The silly thing is, I still constantly monitor my ~1000 feeds for all manner of information, and new neogeo links keep on popping up. There they then sit, aging quickly, until I have a hypothetical moment to turn them in a full-fledged post here on Ogle Earth. Alas, by the time that (currently rare) moment rolls around, the links are hopelessly out of date, even if the commentary might still be worth writing.
Luckily, in these days of falling attention spans, shortening news cycles and the concomitant rise of Twitter, a simple solution is at hand. Saving links for a proper post is so 2008. Instead, let’s post them immediately to Twitter with some added snark, collect them on a Delicious account (live RSS feed), and then have Delicious dump them nightly on Ogle Earth for reference.
So, follow @ogleearth on Twitter, and you get tomorrow’s links today, live, as I find and post them. And when I post a proper long-form entry on Ogle Earth, @ogleearth will also tell you about it.
All this link-fu needs to happen automatically, of course. But how? I tried some social media aggregation and automation services, all of which had issues, but eventually I hit upon Tarpipe, which is a kind of socialized Yahoo! Pipes.
I love the concept of Tarpipe, and the implementation for the most part works too, even as a beta (Facebook support is still spotty). Either by email or RESTfully, submit text snippets or files, then manipulate and guide these to their final resting place on various social media sites. For example, here is the flow chart for my new publishing process:
In another workflow I’ve made, I email a photo to Tarpipe to upload it to Flickr, shorten the Flickr photo URL, then post that URL together with my caption to Twitter and (soon, Inch’Allah) Facebook. This way my photos don’t get duplicated all over the web, and I keep my authorship rights intact. (Yes, Facebook, I’m looking at you.)
And, to ensure a neogeo angle for this post, I’ll mention that Tarpipe comes with a Google Geocoding connector, so you could, if you wanted to, turn place names into Flickr geotags as part of your social media publishing process.
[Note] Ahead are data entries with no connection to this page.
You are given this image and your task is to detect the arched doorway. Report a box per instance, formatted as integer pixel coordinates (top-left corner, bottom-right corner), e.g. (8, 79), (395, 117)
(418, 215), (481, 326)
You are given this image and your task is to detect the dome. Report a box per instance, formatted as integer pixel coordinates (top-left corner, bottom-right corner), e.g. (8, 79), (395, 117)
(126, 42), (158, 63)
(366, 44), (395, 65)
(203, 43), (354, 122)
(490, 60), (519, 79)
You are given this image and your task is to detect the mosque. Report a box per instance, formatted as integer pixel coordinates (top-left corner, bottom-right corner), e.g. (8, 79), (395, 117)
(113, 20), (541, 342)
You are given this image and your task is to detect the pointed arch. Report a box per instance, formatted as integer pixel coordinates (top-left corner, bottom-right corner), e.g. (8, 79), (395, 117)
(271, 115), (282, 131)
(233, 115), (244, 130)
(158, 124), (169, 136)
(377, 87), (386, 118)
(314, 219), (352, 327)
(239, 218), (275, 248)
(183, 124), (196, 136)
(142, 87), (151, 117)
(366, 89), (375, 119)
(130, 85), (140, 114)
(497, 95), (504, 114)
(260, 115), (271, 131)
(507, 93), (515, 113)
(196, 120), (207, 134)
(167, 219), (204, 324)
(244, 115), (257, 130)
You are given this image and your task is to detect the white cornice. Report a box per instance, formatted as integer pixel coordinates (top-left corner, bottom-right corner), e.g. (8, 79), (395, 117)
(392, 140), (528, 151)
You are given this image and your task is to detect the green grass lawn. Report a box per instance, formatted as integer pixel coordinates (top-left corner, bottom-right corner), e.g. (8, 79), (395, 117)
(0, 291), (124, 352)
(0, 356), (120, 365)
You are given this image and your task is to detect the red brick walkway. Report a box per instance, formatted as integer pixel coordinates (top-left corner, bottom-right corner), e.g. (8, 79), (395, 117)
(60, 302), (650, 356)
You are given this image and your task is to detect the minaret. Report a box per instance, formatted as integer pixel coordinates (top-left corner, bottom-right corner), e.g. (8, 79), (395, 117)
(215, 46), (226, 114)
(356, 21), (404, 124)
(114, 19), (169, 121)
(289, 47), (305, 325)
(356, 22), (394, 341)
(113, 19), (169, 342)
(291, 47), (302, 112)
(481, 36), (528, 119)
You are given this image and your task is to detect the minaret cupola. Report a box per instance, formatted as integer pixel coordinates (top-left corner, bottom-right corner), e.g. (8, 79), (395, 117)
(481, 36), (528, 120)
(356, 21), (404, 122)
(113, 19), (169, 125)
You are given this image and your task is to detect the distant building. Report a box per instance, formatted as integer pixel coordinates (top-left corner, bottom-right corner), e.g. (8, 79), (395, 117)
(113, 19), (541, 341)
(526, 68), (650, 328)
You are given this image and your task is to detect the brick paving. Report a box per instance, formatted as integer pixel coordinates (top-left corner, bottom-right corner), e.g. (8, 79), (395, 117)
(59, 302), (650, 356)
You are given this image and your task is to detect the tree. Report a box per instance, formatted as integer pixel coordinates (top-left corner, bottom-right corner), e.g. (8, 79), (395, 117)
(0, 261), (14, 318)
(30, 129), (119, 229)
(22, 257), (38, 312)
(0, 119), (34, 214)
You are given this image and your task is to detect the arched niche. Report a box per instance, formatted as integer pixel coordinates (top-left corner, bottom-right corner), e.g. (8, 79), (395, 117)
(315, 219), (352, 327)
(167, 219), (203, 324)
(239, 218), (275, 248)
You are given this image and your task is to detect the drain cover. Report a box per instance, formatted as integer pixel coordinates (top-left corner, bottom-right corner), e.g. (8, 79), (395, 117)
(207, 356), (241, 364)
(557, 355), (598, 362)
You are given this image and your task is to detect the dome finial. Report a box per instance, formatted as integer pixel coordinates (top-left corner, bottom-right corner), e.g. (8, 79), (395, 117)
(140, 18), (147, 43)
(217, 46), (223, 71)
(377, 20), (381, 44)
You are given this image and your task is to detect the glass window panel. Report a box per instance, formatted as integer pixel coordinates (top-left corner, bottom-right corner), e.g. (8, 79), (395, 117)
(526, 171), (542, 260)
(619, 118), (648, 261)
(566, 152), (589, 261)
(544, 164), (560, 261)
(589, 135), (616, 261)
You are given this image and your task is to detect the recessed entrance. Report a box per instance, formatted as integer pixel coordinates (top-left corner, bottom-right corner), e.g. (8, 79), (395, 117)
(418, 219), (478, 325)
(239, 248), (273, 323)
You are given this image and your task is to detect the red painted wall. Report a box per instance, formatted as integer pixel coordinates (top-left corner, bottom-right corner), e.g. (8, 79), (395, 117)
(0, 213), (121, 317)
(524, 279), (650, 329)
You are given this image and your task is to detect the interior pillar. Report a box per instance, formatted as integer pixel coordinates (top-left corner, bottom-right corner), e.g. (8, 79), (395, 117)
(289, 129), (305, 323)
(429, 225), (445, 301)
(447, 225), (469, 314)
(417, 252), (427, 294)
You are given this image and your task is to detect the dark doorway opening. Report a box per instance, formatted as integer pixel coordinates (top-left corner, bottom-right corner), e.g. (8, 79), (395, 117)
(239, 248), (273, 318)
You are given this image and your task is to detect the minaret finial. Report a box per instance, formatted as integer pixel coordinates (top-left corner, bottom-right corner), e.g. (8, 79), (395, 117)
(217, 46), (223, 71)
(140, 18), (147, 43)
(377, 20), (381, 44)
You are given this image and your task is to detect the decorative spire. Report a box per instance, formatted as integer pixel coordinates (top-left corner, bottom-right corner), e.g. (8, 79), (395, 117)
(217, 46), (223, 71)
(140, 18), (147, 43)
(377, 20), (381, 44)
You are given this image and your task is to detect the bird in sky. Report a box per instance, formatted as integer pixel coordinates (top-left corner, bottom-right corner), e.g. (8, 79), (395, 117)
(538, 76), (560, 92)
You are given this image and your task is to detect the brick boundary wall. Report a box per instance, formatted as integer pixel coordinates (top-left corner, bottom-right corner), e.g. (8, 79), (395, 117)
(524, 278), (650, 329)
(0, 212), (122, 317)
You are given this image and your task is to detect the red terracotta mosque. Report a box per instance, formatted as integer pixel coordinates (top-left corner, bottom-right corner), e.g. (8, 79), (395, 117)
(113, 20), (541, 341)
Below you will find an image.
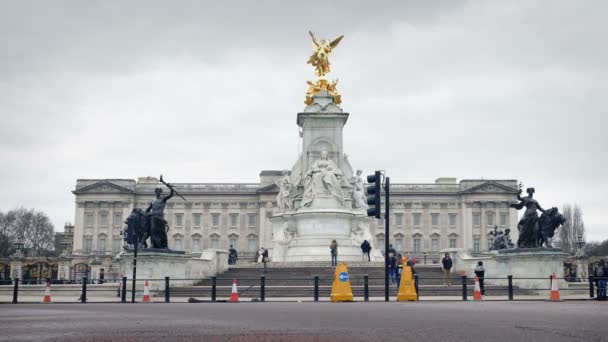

And Tarpipe feels like it is only scratching the surface of what is possible — conditionals, for example, would be nice, as well as more social API connectors.
(PS: Not until China’s censors blanket-banished all sites on the Blogspot.com domain from this side of the Chinese firewall did I realize how much of my tech information comes from there. I find myself turning on my VPN repeatedly during the day as I bounce up against this silliness while trying to access content on blogspot.com. All it does, of course, is raise the cost of this information for China’s digerati, as well as removing it for consideration from the rest, including future potential digerati. In both cases, the leadership is hobbling the potential of its citizens.)